Blue Moon a écrit :
Oui sauf que je n'aime pas Charlie Hebdo, et encore moins Caroline Fourest, je suis bien désolé d'aller à l'encontre de ta bonne volonté (dont je suis très reconnaissant !)
Citation:
Todd est banal! Cette phrase elle-même peut sembler banale, mais pour beaucoup, dont je suis, elle est une sorte de révélation. Avant cela, je conservais du démographe, malgré ses errances, l'image d'un esprit pointu, pertinent, marginal parce que brillant, égaré parce que soucieux de sortir des sentiers battus. Mais le plaquage de modèles surannés, dont il est parfois l'auteur, comme le modèle «des deux France» et parfois pas, «comme l'approche wébérienne», sur une France en mutation constante, et dont la dynamique sociétale échappe à tous, est d'une atroce banalité. Scolaire! L'esprit impertinent et presque génial se transformerait-il avec le temps en étudiant de licence en sciences humaines, appliqué et féroce?
Todd se heurte de plein fouet à l'aridité de l'édifice mathématique, cette «science reine» à laquelle toutes les «sciences humaines» sont dévouées corps et âme depuis un siècle et qui a rendu si peu de services en retour pour comprendre la société. Car qu'est-ce qu'un chiffre face à un cœur qui bat, à la fluidité d'une pensée? La machine à fabriquer du chiffre, quel que soit l'acronyme institutionnel dont elle est affublée, est aujourd'hui en roue libre, notamment parce que le sens qui devrait permettre d'interpréter le chiffre, de lui ôter son masque d'évidence pour découvrir son vrai visage, s'est évaporé. Parce que les esprits se sont rétrécis, celui de Todd y compris, jusqu'à croire que la mathématique excelle partout, jusqu'à croire que la neutralité axiologique wébérienne fait office de loi. Non, il n'y a pas d'objectivité dans les chiffres de l'INSEE interprétés par Todd. Il n'y a qu'un point de vue ridiculement partisan, qui n'en dit pas plus long sur la vie réelle qu'une conversation de bistrot. Todd annonce dans une interview récente avoir «mobilisé quarante années de recherche». Gage de qualité? Disons gage d'impuissance. Autant de conneries après quarante ans de recherche c'est presque une invitation à une retraite anticipée.

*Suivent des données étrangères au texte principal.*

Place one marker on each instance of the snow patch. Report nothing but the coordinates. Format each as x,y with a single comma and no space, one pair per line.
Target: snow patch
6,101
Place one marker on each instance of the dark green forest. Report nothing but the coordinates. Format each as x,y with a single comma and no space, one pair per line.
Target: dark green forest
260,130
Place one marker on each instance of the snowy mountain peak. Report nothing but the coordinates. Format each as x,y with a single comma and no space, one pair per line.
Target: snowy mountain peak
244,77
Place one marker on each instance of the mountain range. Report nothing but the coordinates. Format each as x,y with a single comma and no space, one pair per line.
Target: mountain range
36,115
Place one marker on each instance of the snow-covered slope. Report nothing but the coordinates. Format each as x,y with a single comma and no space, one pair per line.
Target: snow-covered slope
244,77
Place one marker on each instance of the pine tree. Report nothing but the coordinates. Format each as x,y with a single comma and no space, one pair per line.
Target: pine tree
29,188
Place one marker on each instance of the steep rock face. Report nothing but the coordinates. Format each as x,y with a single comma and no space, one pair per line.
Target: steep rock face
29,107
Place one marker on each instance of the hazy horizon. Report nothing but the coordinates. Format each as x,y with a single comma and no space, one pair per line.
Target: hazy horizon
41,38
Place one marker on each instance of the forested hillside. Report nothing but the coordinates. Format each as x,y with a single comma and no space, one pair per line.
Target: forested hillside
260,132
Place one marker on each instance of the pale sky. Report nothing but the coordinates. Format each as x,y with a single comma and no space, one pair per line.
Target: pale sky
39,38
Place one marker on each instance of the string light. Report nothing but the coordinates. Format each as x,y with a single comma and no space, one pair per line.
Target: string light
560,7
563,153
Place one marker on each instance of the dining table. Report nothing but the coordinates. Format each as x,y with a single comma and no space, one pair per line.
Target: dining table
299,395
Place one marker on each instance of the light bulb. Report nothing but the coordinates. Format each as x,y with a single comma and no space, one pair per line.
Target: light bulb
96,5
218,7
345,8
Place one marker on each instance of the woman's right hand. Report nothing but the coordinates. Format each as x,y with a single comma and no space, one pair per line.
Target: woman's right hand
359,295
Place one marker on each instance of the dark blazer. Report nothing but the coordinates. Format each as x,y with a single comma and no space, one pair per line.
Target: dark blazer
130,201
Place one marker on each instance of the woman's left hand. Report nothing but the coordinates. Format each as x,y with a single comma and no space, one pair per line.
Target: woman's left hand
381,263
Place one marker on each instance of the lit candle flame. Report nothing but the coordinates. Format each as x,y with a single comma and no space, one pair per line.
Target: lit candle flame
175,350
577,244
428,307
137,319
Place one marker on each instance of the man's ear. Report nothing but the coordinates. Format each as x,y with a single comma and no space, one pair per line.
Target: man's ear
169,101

Comment croire en effet qu'une série de chiffres pourrait révéler de façon scientifique que la République - quand bien même on l'affublerait du préfixe «neo» - se résumerait à un anti-dreyfusisme et à Vichy, et que les personnes présentes dans les rues le 11 janvier ne seraient qu'amas d'antirépublicains et de «catholiques-zombies»? Un propos si caricatural a au moins l'avantage de mettre en évidence l'impossibilité de comprendre à la fois ce qui rassemble une nation et ce qui la divise en se limitant à des compilations de bases de données, à des tableurs Excel, et à des calculs statistiques pouvant éventuellement impressionner un lycéen mais guère davantage. Car la réalité à laquelle Todd fait référence n'existe pas. La France qu'il décrit est une chimère. Et son approche n'a rien de scientifique mais confine à une idéologie de la plus belle eau.